报告题目：Optimal estimation of location and scale parameters under moving extreme ranked set sampling

报告人：陈望学 吉首大学教授、数学与统计学院副院长

时间：2025年4月11日14：00-17：00

会议地点：图书馆一楼报告厅

个人简介：陈望学，吉首大学教授，数学与统计学院副院长，系“芙蓉计划”-湖湘青年英才。主要研究方向是数据采样理论与方法和计算机实验的设计与分析，以第一完成人获湖南省自然科学奖三等奖1项，主持国家自然科学项目2项，在国内外重要期刊发表科研论文48篇(其中SCI收录28篇)。

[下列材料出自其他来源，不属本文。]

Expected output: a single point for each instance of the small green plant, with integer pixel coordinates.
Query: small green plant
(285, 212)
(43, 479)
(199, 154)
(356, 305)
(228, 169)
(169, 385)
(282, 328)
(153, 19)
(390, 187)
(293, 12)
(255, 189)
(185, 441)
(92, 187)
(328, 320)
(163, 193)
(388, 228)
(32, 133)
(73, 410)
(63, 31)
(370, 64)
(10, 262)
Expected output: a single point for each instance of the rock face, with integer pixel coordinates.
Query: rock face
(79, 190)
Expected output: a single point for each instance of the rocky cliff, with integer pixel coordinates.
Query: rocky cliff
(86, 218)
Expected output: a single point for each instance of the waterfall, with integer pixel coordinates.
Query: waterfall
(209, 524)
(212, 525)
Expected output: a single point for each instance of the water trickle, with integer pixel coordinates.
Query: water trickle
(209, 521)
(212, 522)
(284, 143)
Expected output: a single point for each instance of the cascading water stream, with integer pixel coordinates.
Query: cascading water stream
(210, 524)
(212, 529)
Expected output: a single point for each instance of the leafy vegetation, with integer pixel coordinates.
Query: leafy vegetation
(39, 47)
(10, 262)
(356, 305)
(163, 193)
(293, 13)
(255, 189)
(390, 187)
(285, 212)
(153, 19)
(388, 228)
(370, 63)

摘要：In this talk, the best linear unbiased estimators (BLUEs) of location and scale parameters from 1ocation-scale family will be respectively proposed in cases when one parameter is known and when both are unknown under moving extremes ranked set sampling (MERSS). Explicit mathematical expressions of these estimators and their variances are derived. Their efficiencies with respect to the minimum variance unbiased estimators (MVUES) under simple random sampling (SRS) are compared for the cases of some usual distributions. The numerical results show that the BLUEs under MERSS are significantly more efficient than the MVUEs under SRS. Furthermore, the best linear invariant estimators (BLIEs) of location and scale parameters from location-scale family will be respectively proposed in cases when one parameter is known and when both are unknown under MERSS. It is theoretically proved that the BLIE and the BLUE of location parameter are identical for scale parameter known and they have the same efficiency, the BLIE of scale parameter is more efficient than the BLUE of scale parameter for the location parameter known and the BLIEs of location and scale parameters are more efficient than corresponding the BLUEs of location and scale parameters for both unknown. The efficiencies of BLIEs with respect to the minimum variance invariant estimators (MVIEs) under SRS are compared for the cases of some usual distributions. The numerical results show that the BLIEs are significantly more efficient than the MVIEs under SRS.